Schock will have the grand opening of his one-man show on Saturday, Aug. 13, at his gallery located at 47 Conanicus Ave. There he will display his stunning works of art, which is largely based on the inspirations he gets from the surrounding landscape and seascape, from a mother wrapping her child in a towel on the beach, to a lighthouse, sailboat or farm pasture.
“I’m really inspired by the positive relationship between people and the environment,” Schock said. “I also love beautiful architecture. A lot of it is about how people react with the land around them.”
Shock began studying art at the University of Massachusetts, where he graduated with a degree in fine arts. From there he attended the Exeter College of Art in England and the Art Students League in New York. Among his instructors was American artist Aaron Shikler, who is best known for his White House portraits of John F. Kennedy, Jacqueline Kennedy Onassis and Nancy Reagan.
Schock began his professional art career by taking commissions as a portrait painter. He then became interested in landscape painting while studying in England. His first show was at a London art gallery in 1989 named Cadogan Contemporary, and he said that unusual circumstances led to his discovery.
“I was just walking by,” said Schock, “and the next thing I know, I have a show.”
Since then, Schock’s career has blossomed. More than 20,000 of his landscape and figurative work are in collections worldwide. His pieces have also appeared in House Beautiful magazine, as set pieces in films and television, and as book covers. He is an award winner in painting at the Copley Society in Boston and was also honored as the featured artist for the Boston Pops fundraising concert in Cape Cod.
More locally, Schock won Rhode Island Monthly’s “2009 Best of Rhode Island” award in the familyportrait category.
Although Schock has many ties with Jamestown artists, he is singularly focused on his personal work. While running the Randall Art Gallery, he worked with Kate Petrie, now co-founder and president of the Jamestown Arts Center.
“They were a great group, but I wanted to spend more time on painting than administration,” Schock said.
Schock’s statement as an artist, he says, “Is about seeing the world in different ways. Perception is a choice about what we desire to see, an out picturing of our thoughts, and the artist freezes a particular perception to draw attention to it, to express its validity in his or her vision of the world.”
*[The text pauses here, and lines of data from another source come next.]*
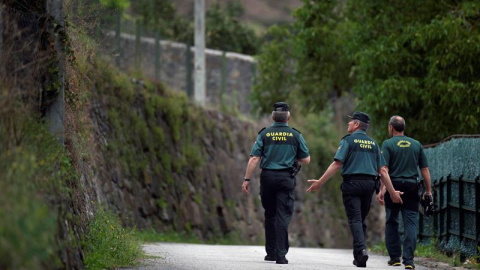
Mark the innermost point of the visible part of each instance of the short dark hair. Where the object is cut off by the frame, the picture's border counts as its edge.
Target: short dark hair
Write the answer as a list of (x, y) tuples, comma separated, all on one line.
[(397, 122), (363, 126), (280, 116)]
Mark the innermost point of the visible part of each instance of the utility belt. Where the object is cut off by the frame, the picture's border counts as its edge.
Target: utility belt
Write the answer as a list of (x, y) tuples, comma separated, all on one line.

Schock was a regular on a PBS auction shows for years. He was an auctioneer, and donated paintings to the organization as well. He will also be the honorary chairman for the Gilbert Stuart Birthplace & Museum fundraiser titled “Moonlight Magic” on Friday, Aug. 12.
For his commissioned portraits, Schock said that the summer is the perfect time to get the work done. “If anyone wants a portrait done, now is a really good time,” he said. “I like to do them outside, so even if someone wants to get something done for the holiday, now is the time to do it.”
Currently, Schock lives in Wakefi eld with his wife, Shirley, and 16-year-old son, William. William attends South Kingstown High School and will be a sophomore this fall.
“There is a vision of life that is based purely on the reality of love, love as the one cause, that alone which can give and maintain life,” Schock writes on his website, davidschock.com. “When this is revealed and experienced and is the ground of inspiration, I believe the greatest art is created, and the greatest truth seen.
To find the truth of life, based on the illuminating perception of love, is my deepest aspiration as an artist.”